Carlo Lapucci, il letterato militante

Francesco

Gurrieri

Carlo Lapucci, letterato militante nella linguistica e nelle tradizioni popolari, ci ha regalato un’altra delle sue singolarissime sillogi: una raccolta di componimenti popolari, nati e cresciuti soprattutto in osteria. Canzoni, disturne ed altro, esauritesi nella prima metà del secolo scorso e pur ancora vivissime e inesauste nella memoria. C’è un vero e proprio "teatro d’osteria" - ci dice Lapucci -, che aveva un suo repertorio, con testi spesso passati nel repertorio goliardico, oggetto poi di infinite manipolazioni. Si trattava di testi che non venivano scritti né codificati, affidati alla memoria, trasferendosi ai frequentatori e adattandosi liberamente, con contaminazioni e appendici, alla fantasia e all’estro degli attori improvvisati. Si tratta di un segmento di letteratura fatto di realizzazioni parodistiche, di satira, di invenzioni comiche a configurare quasi un’Atlantide perduta.

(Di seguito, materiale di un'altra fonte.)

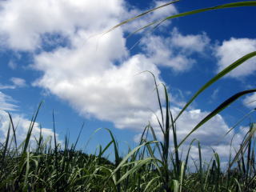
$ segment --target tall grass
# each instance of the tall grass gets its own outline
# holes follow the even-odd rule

Lapucci aveva già affrontato con successo questi temi in una sua recente pubblicazione , ma qui allarga la rete della sua pesca nello specifico del linguaggio d’osteria. La "Disturna tra una contadina e una signora" e "La commemorazione di Bugarone", quest’ultima con i dialoghi fra Bista, Oreste, Evaristo e Golo, sono teatro allo stato puro. Ma il "Dizionario" repertorio terminologico costituisce la non secondaria ricchezza di questo impegno lapucciano. Si apre con "Accapponato" (detto di chi è mogio per avere subito un furto, un pignoramento ed essere rimasto a mani vuote), si passa per "Nacchero" (goffo cliente che frequenta l’osteria per inserirsi in una compagnia, ma non ha i requisiti fondamentali per un compare, quindi persona ridicola), per finire con la "Zuppa del Seghetti" (per dire del pane inzuppato nel vino). Insomma, un dizionario che vuol far luce sulla vita segreta di una realtà dimenticata, sia per la modestia del suo impianto, sia per la cattiva fama dalla quale l’osteria è stata ingiustamente perseguitata. Un contesto, comunque, dove ubriaconi e malfattori sedevano insieme a pensatori e scrittori di grande levatura. Una "livella" sociale ormai perduta.